The fluorescent lights of the lecture hall hummed like a swarm of angry bees, but the sound was distant, muffled.

North had given up trying to follow the professor's droning voice about structural load distributions.

His forehead was pressed against the cool, laminated wood of the desk, his arms forming a protective fortress around his head.

If he concentrated hard enough, maybe....maybe he could just melt into the particleboard and disappear.

The events of last night played on a relentless, horrifying loop behind his eyelids.

A sharp poke jabbed his shoulder.

North flinched, his head jerking up just enough to see Nao's concerned face hovering beside him.

"Lecture's over," Nao said, his voice unusually soft.

North blinked, looking around.

The hall was emptying, chairs scraping, backpacks zipping.

He'd lost an entire hour to the chaos in his mind.

With a defeated groan, he let his head thump back down onto the desk.

"North." Nao's voice was firmer now.

"Go away," North mumbled, his voice muffled by his arms.

"Let's go eat. My treat. Greasy noodles. The kind that cures existential dread."

North just let out a pathetic whimper, trying to make himself smaller, to physically reject the world and its impossible choices.

"North." This time, Nao's tone brooked no argument. He grabbed North's arm and hauled him upright with a surprising strength, ignoring the startled looks from the last few stragglers. "You're coming with me."

He half-dragged, half-guided a listless North out of the building and across the campus to the bustling canteen.

The noise and smell of fried food was an assault after the silent terror of his own thoughts.

Once they were seated with a tray of food between them, Nao crossed his arms, his gaze sharp and analytical.
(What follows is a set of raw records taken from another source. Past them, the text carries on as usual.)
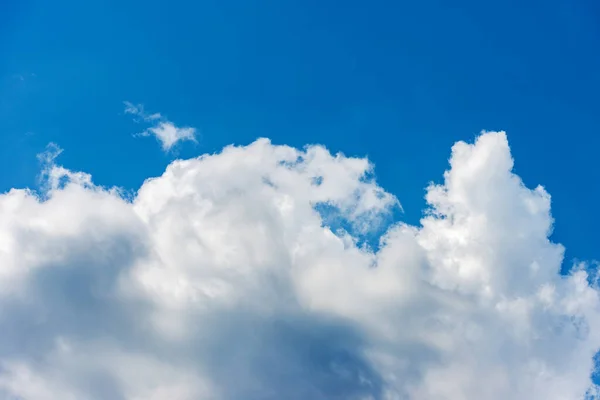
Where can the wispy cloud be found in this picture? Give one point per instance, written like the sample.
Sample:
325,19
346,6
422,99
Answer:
167,133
North just stared at his untouched bowl of noodles, his expression a perfect portrait of contemplative despair.

"Okay," Nao said, stabbing a straw into his iced coffee with more force than necessary. "Spill. What did that devil tell you yesterday?"

North looked up, confused. "Huh?"

A deep frown etched itself on Nao's face. "Don't play dumb. That Ass Rat's brother took you out again yesterday. I can see it in your face. You're thinking about something he said. What was it?"

North hesitated, biting his lip. The secret felt too enormous, too dangerous to speak aloud. But the pressure of holding it in was crushing him.

In a halting, near-whisper, he told Nao everything.

Nao's eyes widened, his straw frozen halfway to his mouth. The shock on his face was genuine and profound. He was, for once, completely speechless.

"See?" North said, his voice shaky and sulky. "Even you don't have an answer. There is no answer. It's just... insane."

He dropped his head into his hands. "I don't want to see his face. He's definitely going to be there when class ends. He's going to be there with that... that look in his eyes, and he's going to mess with my brain all over again."

A slow, familiar, slightly sinister smile spread across Nao's face.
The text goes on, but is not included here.